Damien tried to come up with something else to tell her, something not too awkward and not too childish. Something sweet, if he could. He did have all of the words in the world—and all the time to say them—but it was the art of the concoction that fascinated him, and he wanted to utilize that art... if he could.
Gently taking her in, he murmured, "It's alright to be different... because I like you just the... way you... are..." And then his face reddened. "Auhh, that's so cheesy... I'm sorry, Nyn..."
Silent, warm laughter. He liked the feeling of holding her when she laughed. It... lessened his embarrassment. She liked it, though. She liked it...
Head tilted upward, he released a long-pent breath.
The moment came back to him, when he realized that this girl was no lame fool. She had snuck out at some point of the night and rounded her way into the artisan lounge, and from the members there she managed to convince one or two to offer some of their excess supplies, and with the excess supplies she made herself a nice little chair with a cushion in the middle. Nothing complex and nothing too long to make, but something if naught else. Damien found her in the stark brightness of morning with the chair, in the room, and her explanation to him via chalkboard of "making it herself" confounded him by no end because like any other lame fool in this world he couldn't see the essential of how.
She was Nyn. And she was a creature beautifully flawed like any other human being, but with these flaws she sat on a chair, a chair she created herself with her own tiny two hands.
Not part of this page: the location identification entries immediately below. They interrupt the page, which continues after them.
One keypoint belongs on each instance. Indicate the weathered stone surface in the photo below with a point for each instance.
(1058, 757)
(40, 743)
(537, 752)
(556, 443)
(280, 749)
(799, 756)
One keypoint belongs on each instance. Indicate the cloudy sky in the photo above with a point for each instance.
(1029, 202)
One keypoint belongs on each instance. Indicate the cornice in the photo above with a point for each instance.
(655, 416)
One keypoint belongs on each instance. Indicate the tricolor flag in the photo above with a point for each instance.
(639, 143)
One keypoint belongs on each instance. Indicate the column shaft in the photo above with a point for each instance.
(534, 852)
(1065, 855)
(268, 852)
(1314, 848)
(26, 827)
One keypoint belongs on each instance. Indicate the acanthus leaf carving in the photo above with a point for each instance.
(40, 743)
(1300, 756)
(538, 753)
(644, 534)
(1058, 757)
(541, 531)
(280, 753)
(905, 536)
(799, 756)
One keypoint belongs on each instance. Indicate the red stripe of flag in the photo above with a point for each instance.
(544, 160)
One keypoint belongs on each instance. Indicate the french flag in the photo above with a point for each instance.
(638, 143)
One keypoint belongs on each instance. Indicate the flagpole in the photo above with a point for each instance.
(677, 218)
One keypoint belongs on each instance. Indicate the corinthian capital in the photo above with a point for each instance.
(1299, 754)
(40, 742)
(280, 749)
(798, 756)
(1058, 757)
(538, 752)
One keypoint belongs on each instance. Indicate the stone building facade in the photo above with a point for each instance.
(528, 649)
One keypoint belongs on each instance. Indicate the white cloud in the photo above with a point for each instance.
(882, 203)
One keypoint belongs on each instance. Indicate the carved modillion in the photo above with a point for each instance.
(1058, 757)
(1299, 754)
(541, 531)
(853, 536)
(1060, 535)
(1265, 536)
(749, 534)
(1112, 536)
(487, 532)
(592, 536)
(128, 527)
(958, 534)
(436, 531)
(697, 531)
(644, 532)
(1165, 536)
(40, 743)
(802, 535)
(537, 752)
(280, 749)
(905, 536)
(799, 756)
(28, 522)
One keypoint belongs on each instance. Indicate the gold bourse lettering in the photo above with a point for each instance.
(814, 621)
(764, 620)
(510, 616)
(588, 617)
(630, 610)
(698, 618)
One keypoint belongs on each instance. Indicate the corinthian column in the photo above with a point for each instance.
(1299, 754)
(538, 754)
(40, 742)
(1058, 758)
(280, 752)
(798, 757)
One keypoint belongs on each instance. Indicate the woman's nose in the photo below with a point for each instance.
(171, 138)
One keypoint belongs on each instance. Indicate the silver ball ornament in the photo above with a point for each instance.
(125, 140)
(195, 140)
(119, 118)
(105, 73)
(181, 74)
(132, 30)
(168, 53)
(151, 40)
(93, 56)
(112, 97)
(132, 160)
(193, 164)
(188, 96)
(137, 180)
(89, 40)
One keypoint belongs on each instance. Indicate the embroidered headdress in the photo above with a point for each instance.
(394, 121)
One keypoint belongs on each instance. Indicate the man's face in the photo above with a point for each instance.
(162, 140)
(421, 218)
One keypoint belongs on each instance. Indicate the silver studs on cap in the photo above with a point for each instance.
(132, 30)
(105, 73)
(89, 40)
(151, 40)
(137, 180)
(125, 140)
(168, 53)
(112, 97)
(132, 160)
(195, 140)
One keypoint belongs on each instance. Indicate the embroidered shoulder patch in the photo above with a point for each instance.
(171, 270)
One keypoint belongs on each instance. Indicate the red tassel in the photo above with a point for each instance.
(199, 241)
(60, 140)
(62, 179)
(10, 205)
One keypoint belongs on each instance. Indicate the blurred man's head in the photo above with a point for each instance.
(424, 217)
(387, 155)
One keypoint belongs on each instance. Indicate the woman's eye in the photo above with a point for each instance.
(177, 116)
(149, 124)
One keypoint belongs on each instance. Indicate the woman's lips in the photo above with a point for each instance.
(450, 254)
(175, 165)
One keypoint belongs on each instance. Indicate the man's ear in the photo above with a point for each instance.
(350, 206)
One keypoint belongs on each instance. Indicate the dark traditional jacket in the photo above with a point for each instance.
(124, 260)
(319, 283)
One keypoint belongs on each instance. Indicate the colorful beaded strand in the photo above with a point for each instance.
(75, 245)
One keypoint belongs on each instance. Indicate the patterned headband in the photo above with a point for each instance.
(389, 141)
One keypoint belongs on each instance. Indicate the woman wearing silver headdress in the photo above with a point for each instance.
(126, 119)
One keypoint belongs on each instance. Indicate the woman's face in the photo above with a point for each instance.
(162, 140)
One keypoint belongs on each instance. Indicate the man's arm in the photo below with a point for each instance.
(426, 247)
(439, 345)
It took hours longer than any other carpenter's chair took, and it didn't look like any other carpenter's chair either. But it held smooth edges, and it held smooth curves, and it held a kind of heart that only burned inside of her.
And in the stark light of the morning he realized that to cage such a light that was already soaring...
Oh, in more ways than they had yet to know. Lunares burnt brightly in the sky.
His eyes came over the silky, silvery hair in their braids. The dull and dark eyes, open and perceiving. Little hands cupped around him, a flushed face, warm, smiling. Her lips went over something, carefully outlining a word, once, twice, again, waiting for him to see it.
"Oh... oh, you're telling me something! Wait... wait, start over." She paused. "Alright, can you do that one more time? And—uh—patience, please, it's gonna take me a little while to see it."
So she did that one more time. And one more time afterward, and one more time after that, until the ruts of the motions began to cut in his mind. Nodding, the light-eyed sultan mouthed the words himself too, first with a warbling uncertainty and then in strength as the message became clear.
Damien.
Heheh, it is kind of small and simple, but I just needed to do a thing about them xD Anyone who's curious, I also ship Odin with Yuelia and Robin with Noelia and... maybe a few others that I can't remember right now, haha. I actually considered shipping Laura with Nyn for awhile but then decided against it, hahaha, it gave Nyn this character I didn't really like.